Here we are again, an inflection point on the liturgical calendar, the conjoining of Passover and Easter – Jewish and Christian holy days to celebrate accordingly. What we make of it is up to each of us and our families to make of it what we will. The image accompanying this post are the decorated eggs from the Polish-Ukranian art of pysanky, something that our own children enjoyed doing many years ago.
Then there is the story of the Anglo-Saxon goddess who’s responsible for putting chicken eggs in a bunny’s basket and who has magic powers similar to the magic of Spring itself. For some history and background of Eostre for those interested have a look at this article:
This year, Easter and Spring are separated on the calendar by 28 days, almost as many as possible. Spring arrives March 20 and Easter is April 17. The earliest possible date for Easter is March 22 and the latest possible is April 25. There are 35 dates on which Easter can take place.
The reason is that both depend on the sun and the moon and the various phases of each. The vernal equinox is determined by when the sun crosses the plane of the earth’s equator, making night and day of approximately equal length all over the earth and occurring about March 20 or 21 in the northern hemisphere and about September 21 in the southern hemisphere.
Easter, on the other hand, moves according to the moon and occurs on the first Sunday, after the first full moon, after the vernal equinox. Easter is on Sunday because according to the Biblical story about Jesus, it was on the first day of the week when he emerged from his tomb, the day which Christians know as the resurrection. This is also related to Passover (Seder) in the Jewish tradition and it is believed “The Last Supper” is what Jesus celebrated with his disciples on that Thursday evening before he was crucified on Friday. Then, three days in the tomb before a new life, just like what seems to happen in the Spring, new growth, a new season, another beginning.
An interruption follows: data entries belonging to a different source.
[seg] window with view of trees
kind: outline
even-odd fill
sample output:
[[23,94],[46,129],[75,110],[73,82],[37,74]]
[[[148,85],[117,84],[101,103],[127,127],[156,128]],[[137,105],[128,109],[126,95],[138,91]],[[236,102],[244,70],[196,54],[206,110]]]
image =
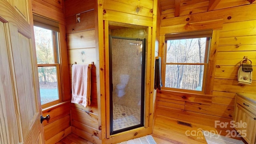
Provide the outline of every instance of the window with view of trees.
[[42,105],[49,105],[62,100],[59,33],[37,26],[34,26],[34,28],[41,103]]
[[166,41],[165,88],[204,92],[210,40],[190,36]]

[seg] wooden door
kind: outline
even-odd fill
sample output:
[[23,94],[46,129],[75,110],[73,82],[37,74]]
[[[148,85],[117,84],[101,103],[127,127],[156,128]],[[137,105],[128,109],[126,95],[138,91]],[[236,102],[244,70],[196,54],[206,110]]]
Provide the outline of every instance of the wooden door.
[[0,143],[44,144],[31,1],[0,11]]

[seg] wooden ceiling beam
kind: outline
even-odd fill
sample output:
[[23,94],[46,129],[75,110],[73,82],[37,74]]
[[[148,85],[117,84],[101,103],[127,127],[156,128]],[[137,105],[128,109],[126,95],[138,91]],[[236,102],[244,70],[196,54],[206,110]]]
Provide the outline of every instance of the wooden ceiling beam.
[[180,0],[175,0],[175,11],[174,12],[175,17],[180,16]]
[[211,11],[214,10],[220,2],[220,0],[210,0],[209,1],[208,11]]

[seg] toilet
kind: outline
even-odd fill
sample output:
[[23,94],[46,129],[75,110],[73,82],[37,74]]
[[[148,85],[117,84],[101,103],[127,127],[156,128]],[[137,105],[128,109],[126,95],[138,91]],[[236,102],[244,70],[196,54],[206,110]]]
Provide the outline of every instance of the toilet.
[[118,97],[121,97],[124,96],[125,94],[124,90],[127,83],[128,83],[130,76],[128,74],[120,74],[120,83],[116,85],[116,90],[117,96]]

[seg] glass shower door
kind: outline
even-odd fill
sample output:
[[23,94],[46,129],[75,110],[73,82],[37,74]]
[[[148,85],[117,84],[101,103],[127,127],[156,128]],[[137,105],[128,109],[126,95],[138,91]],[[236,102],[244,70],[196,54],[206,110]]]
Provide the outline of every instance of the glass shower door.
[[145,40],[110,36],[111,134],[144,126]]

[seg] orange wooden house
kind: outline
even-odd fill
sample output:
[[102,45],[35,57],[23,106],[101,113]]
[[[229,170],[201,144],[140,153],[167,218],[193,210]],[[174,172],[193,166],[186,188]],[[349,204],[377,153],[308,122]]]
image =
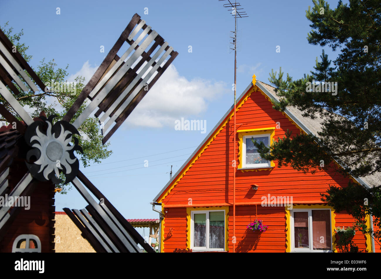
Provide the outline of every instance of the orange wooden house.
[[[331,165],[304,174],[261,158],[252,137],[269,144],[287,129],[295,135],[322,129],[319,118],[303,117],[295,107],[273,109],[272,101],[279,101],[274,89],[253,78],[237,99],[235,132],[233,106],[155,198],[163,215],[161,252],[340,252],[335,228],[354,219],[325,204],[320,193],[330,185],[346,187],[350,180],[371,185],[379,174],[346,177],[331,171]],[[256,218],[266,231],[247,228]],[[372,220],[368,216],[368,226]],[[380,251],[372,237],[359,231],[352,240],[360,250]]]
The date for Passover begins on the 15th day of the month of Nisan, which typically falls in March or April of the Gregorian calendar. Passover is a spring festival, so the 15th day of Nisan typically begins on the night of a full moon after the northern vernal equinox. You can see how Passover and Easter may come close together if you do the calendar calculations.
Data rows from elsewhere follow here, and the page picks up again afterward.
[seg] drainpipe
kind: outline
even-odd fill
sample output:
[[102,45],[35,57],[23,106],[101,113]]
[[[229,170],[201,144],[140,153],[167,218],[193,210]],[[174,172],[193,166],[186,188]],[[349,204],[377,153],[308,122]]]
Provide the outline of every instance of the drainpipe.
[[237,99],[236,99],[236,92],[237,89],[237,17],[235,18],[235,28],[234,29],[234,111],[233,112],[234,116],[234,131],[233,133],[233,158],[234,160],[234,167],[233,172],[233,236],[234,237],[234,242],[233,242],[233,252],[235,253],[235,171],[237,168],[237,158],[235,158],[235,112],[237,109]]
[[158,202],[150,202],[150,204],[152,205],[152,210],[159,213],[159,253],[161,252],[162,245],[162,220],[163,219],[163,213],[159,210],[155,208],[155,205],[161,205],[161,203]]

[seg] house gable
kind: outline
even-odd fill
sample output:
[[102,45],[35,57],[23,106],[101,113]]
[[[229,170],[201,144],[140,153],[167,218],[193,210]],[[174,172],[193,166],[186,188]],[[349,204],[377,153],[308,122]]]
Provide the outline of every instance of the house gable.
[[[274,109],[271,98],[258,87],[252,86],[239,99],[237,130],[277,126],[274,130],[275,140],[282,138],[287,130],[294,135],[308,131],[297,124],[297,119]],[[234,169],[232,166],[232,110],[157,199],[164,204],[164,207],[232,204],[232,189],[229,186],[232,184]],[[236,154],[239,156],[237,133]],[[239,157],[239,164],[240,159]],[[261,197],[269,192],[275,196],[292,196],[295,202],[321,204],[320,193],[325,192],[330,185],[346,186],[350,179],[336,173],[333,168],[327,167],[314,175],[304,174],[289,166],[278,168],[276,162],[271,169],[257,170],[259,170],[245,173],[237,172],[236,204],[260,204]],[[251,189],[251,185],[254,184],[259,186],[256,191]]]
So, Easter and Spring, at least in the northern half of the world, became so connected that one was easily merged into the other and the close association has remained ever since. Whether you celebrate with meals, with family traditions, with bunnies and eggs, or with a renewal of your faith, take some time to enjoy the experience of this holiday (holy day) and make of it what you will. Celebrate Spring with gratitude for what we receive from the sun, the moon and earth’s bountiful blessings. And, if you want to count EOSTRE as partially responsible for these happy times, she’s glad to have you among the flowers, the eggs and the bunnies.